Felony crime in the United States

Threatening government officials is a felony in the United States; both physical threats and verbal threats are criminalized. Threatening the president is a separate felony. Cases will be investigated by the Federal Bureau of Investigation and the United States Secret Service. Threatening government officials and judges can count as terrorism and obstruction of justice. The specifics of what the threatener can be sentenced under depends on the specifics of the case. The frequency of threats and threats prosecuted follows the trend of national crises. Various social media platforms have been used to issue threats.

== Legality ==
In the United States, threatening government officials is a felony under federal law. Threatening the president of the United States is a felony under , punishable by up to 5 years of imprisonment, that is investigated by the United States Secret Service. Threatening other officials is a Class D or C felony, usually carrying maximum penalties of 5 or 10 years under , and other statutes, that is investigated by the Federal Bureau of Investigation. When national boundaries are transcended by such a threat, it is considered a terrorist threat.

When a threat is made against a judge, it can be considered obstruction of justice. Threatening federal officials' family members is also a federal crime; in enacting the law, the Committee on the Judiciary stated that "Clearly it is a proper Federal function to respond to terrorists and other criminals who seek to influence the making of Federal policies and interfere with the administration of justice by attacking close relatives of those entrusted with these tasks."

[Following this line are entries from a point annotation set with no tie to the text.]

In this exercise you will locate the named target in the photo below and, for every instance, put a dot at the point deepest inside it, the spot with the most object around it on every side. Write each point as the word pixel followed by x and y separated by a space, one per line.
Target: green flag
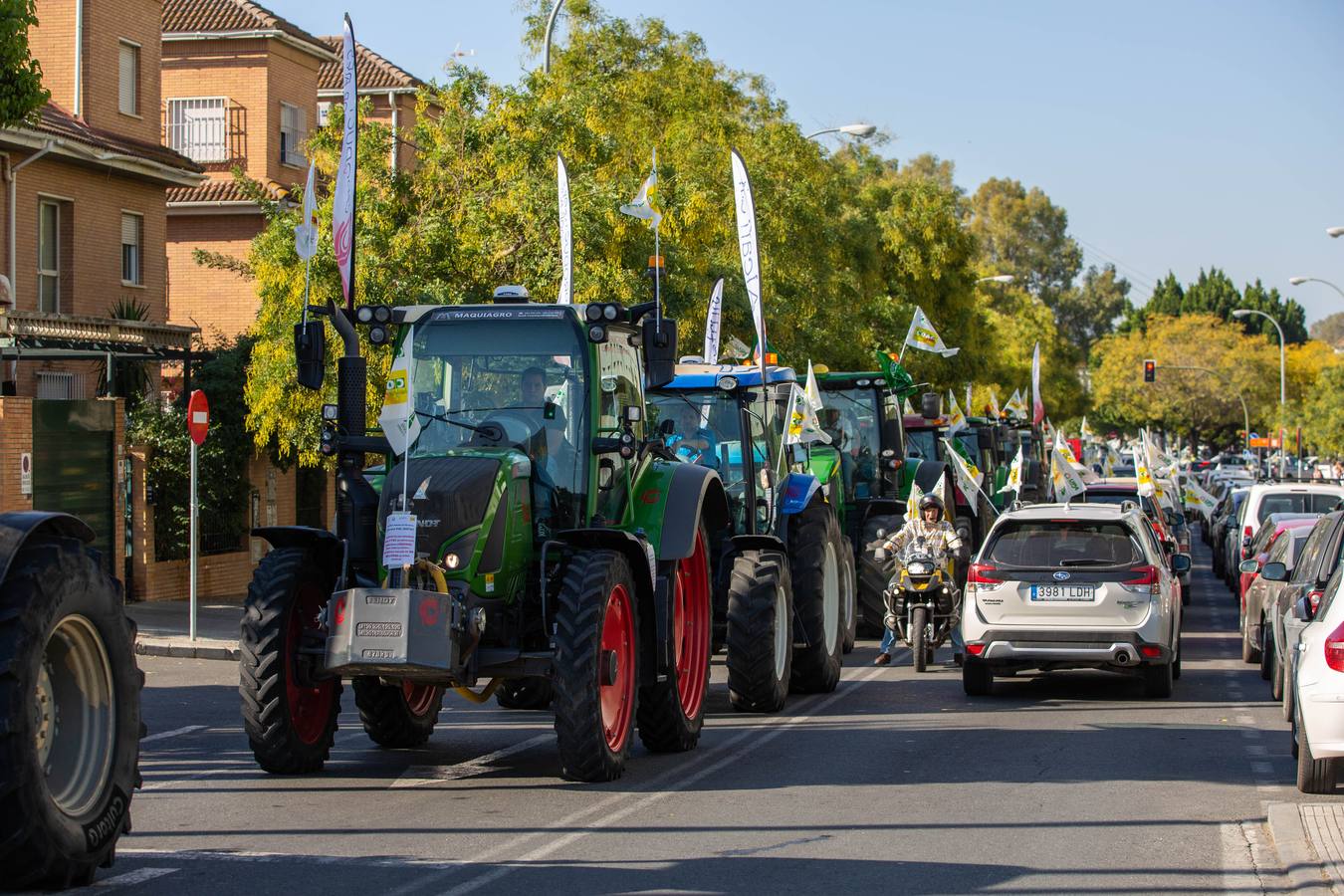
pixel 897 377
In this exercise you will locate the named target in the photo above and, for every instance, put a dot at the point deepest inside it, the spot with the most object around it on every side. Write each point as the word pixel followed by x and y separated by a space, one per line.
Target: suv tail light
pixel 1335 649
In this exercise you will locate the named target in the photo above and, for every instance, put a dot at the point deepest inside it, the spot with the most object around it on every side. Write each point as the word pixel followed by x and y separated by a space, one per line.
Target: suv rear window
pixel 1063 543
pixel 1296 503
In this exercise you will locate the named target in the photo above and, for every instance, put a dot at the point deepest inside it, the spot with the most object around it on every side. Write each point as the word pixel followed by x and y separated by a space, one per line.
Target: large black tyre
pixel 814 558
pixel 530 692
pixel 289 718
pixel 874 573
pixel 396 716
pixel 1313 776
pixel 920 637
pixel 671 714
pixel 62 615
pixel 760 631
pixel 595 666
pixel 978 680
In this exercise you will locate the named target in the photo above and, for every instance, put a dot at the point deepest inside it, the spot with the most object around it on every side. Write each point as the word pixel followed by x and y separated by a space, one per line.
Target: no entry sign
pixel 198 416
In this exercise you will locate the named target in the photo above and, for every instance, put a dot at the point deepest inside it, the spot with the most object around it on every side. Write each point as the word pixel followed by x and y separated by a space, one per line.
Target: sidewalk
pixel 164 626
pixel 1309 838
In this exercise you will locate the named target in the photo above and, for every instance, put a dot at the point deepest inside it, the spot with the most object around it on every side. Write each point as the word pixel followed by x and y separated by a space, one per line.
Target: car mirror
pixel 1274 572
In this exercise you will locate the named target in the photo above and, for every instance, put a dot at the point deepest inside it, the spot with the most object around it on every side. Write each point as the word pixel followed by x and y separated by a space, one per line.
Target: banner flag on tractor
pixel 342 207
pixel 1037 407
pixel 1013 483
pixel 749 250
pixel 956 419
pixel 398 418
pixel 898 379
pixel 561 179
pixel 968 476
pixel 924 336
pixel 714 323
pixel 803 426
pixel 1064 479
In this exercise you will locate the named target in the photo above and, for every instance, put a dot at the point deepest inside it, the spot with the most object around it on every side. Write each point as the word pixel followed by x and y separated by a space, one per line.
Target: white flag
pixel 561 177
pixel 342 208
pixel 968 476
pixel 1037 407
pixel 924 336
pixel 749 250
pixel 306 231
pixel 400 425
pixel 713 323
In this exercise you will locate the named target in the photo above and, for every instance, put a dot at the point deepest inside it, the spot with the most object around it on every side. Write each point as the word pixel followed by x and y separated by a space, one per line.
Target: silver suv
pixel 1072 585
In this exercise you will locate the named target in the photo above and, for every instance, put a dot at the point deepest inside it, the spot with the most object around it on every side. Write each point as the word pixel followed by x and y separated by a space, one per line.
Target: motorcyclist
pixel 930 526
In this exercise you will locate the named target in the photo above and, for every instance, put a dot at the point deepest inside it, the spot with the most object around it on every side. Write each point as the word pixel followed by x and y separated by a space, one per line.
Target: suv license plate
pixel 1063 591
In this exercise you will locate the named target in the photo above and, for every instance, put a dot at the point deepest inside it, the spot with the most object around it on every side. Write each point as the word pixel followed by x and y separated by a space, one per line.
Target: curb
pixel 1301 865
pixel 200 649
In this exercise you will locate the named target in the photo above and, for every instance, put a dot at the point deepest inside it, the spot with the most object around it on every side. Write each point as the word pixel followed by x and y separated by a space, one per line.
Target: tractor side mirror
pixel 659 350
pixel 930 404
pixel 311 353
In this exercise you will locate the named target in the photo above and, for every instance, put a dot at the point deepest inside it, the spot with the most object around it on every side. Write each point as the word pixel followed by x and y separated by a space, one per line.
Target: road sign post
pixel 198 423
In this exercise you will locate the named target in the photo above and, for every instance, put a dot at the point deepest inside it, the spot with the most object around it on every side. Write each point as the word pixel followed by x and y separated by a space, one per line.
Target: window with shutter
pixel 127 93
pixel 130 235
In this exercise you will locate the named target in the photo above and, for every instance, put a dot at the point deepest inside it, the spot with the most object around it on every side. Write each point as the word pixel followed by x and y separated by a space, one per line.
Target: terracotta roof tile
pixel 371 70
pixel 229 15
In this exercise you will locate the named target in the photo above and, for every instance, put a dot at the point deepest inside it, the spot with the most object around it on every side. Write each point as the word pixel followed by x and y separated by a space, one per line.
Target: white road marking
pixel 763 735
pixel 175 733
pixel 131 877
pixel 419 776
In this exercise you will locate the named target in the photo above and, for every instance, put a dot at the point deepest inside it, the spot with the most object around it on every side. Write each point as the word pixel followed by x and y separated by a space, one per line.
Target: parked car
pixel 1274 567
pixel 1319 560
pixel 1070 585
pixel 1319 692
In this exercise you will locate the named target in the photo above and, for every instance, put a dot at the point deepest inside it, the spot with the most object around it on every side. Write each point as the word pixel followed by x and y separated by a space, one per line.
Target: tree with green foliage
pixel 22 93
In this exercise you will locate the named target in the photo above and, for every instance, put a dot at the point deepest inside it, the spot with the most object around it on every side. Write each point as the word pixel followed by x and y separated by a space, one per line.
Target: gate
pixel 73 454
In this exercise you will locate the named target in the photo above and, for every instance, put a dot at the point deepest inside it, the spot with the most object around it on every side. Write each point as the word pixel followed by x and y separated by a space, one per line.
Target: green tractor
pixel 69 704
pixel 531 533
pixel 784 577
pixel 863 416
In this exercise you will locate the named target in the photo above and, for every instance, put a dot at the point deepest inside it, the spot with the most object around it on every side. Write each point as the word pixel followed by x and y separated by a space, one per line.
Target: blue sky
pixel 1176 134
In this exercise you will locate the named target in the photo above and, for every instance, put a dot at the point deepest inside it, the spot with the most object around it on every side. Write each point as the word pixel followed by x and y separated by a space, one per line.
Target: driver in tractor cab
pixel 938 534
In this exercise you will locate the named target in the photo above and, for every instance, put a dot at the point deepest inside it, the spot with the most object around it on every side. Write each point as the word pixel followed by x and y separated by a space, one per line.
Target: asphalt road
pixel 1063 784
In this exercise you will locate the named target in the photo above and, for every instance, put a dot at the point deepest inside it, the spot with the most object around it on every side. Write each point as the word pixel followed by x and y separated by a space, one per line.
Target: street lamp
pixel 550 27
pixel 1298 281
pixel 1282 377
pixel 853 130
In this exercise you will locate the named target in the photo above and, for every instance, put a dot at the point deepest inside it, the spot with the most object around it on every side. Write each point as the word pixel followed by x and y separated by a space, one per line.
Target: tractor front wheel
pixel 595 666
pixel 396 716
pixel 289 716
pixel 672 712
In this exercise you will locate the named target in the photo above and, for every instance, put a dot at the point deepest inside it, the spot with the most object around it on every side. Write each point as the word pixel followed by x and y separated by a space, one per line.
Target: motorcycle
pixel 921 600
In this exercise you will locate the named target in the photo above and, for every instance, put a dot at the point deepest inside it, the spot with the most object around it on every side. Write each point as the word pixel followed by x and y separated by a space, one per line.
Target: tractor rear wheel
pixel 531 692
pixel 760 631
pixel 814 560
pixel 69 716
pixel 396 716
pixel 289 715
pixel 875 573
pixel 595 666
pixel 671 712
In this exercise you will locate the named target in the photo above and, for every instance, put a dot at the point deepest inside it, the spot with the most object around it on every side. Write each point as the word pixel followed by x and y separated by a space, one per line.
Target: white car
pixel 1319 699
pixel 1072 585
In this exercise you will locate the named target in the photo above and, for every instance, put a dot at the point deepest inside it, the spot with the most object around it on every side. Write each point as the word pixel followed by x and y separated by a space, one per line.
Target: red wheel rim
pixel 617 697
pixel 691 627
pixel 419 699
pixel 310 708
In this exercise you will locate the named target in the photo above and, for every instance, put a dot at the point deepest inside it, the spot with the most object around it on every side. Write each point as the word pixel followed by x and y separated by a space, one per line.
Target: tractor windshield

There are three elements of the offense of making an illegal threat: (i) there must be a transmission in interstate commerce; (ii) there must be a communication containing the threat; (iii) and the threat must be a threat to injure the person of another. Threats can also sometimes be punished under the statutes criminalizing assaulting, resisting, or impeding certain United States Government officers or employees or assassinating, kidnapping, and assaulting government officials of the United States.

United States Sentencing Guidelines take a number of factors into consideration in determining the recommended penalty, including evidence of the person's intent to carry out the threat; disruption to the government function; and the possibility of inciting others to violence. There is also a 6-level official victim enhancement, which makes the recommended penalty, per the sentencing table, approximately double that which would apply if an ordinary citizen were the victim. There can be many motives for making threats, including political motives or a desire to frame someone else for making the threat. The person's intent can greatly affect the sentence.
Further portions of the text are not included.